Right, but that's kind of my point. Adding it to the language spec now creates an additional and frankly somewhat unnecessary point of compliance for other implementations. Python is already so damn big and complicated, my opinion is that we shouldn't makes its spec even more complicated, even if its reference implementation adds more features like this.

alecthomas · on Aug 21, 2022

> Right, the startling thing about Python's previous dict was that it was so terrible that the ordered dict was actually significantly faster.

I've never heard that before and it would be really surprising, given that Python's builtin dict is used for everything from local symbol to object field lookup. Do you have more information?

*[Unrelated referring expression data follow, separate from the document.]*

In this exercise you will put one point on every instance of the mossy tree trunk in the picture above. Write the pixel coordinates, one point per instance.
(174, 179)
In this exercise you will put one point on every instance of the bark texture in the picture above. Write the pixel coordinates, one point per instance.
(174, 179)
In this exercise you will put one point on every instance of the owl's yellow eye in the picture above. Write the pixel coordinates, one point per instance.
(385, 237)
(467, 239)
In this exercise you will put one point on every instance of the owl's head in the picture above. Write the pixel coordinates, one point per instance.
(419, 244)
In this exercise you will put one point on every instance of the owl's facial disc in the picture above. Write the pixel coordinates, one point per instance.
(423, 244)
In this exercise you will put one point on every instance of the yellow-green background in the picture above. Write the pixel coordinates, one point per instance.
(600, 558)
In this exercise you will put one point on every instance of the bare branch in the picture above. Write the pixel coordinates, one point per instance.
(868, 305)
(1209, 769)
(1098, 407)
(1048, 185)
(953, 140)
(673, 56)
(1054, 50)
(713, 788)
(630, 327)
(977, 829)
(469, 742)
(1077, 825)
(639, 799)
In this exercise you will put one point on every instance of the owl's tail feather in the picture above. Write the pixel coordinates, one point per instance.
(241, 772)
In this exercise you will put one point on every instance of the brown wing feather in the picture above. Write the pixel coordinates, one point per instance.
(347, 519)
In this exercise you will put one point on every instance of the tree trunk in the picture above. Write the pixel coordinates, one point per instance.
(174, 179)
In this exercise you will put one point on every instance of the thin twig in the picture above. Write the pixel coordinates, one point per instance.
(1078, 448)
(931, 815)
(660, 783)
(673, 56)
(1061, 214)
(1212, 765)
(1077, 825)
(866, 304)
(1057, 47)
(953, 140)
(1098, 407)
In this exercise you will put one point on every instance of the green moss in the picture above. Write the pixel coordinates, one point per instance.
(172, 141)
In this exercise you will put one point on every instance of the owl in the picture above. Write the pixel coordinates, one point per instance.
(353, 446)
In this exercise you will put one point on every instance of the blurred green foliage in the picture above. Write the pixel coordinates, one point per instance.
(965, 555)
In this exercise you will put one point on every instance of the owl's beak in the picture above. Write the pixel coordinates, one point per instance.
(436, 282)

aaronbee · on Aug 21, 2022

Here’s a description of the new map implementation and why it’s more efficient: https://www.pypy.org/posts/2015/01/faster-more-memory-effici...

adgjlsfhk1 · on Aug 22, 2022

Note that this applies more for python than efficient languages. In python, objects are big, and require an indirection. In faster languages, many objects can be smaller than a pointer and stored inline. As such, dictionaries that have vectorized lookups generally can be made faster.

Groxx · on Aug 21, 2022

`select{..}` cases with multiple valid channel operations also select randomly.

I really like it, it helps you discover (and fix) order-dependent logic WAY earlier. Though I would really like some way to influence how long it blocks before selecting one (to simulate high load scenarios, and trigger more logical races).

reactordev · on Aug 22, 2022

you'll need an interrupt chan for that if you're in a select{..}

hoppla · on Aug 22, 2022

This burnt me when I wrote an algorithm. I depended on the order of keys in dicts as it allowed me reference the value both by index and key.

I wrote the code in python 3.7+, and ended up spending a good amount of time debugging it when I ran it in a earlier python version.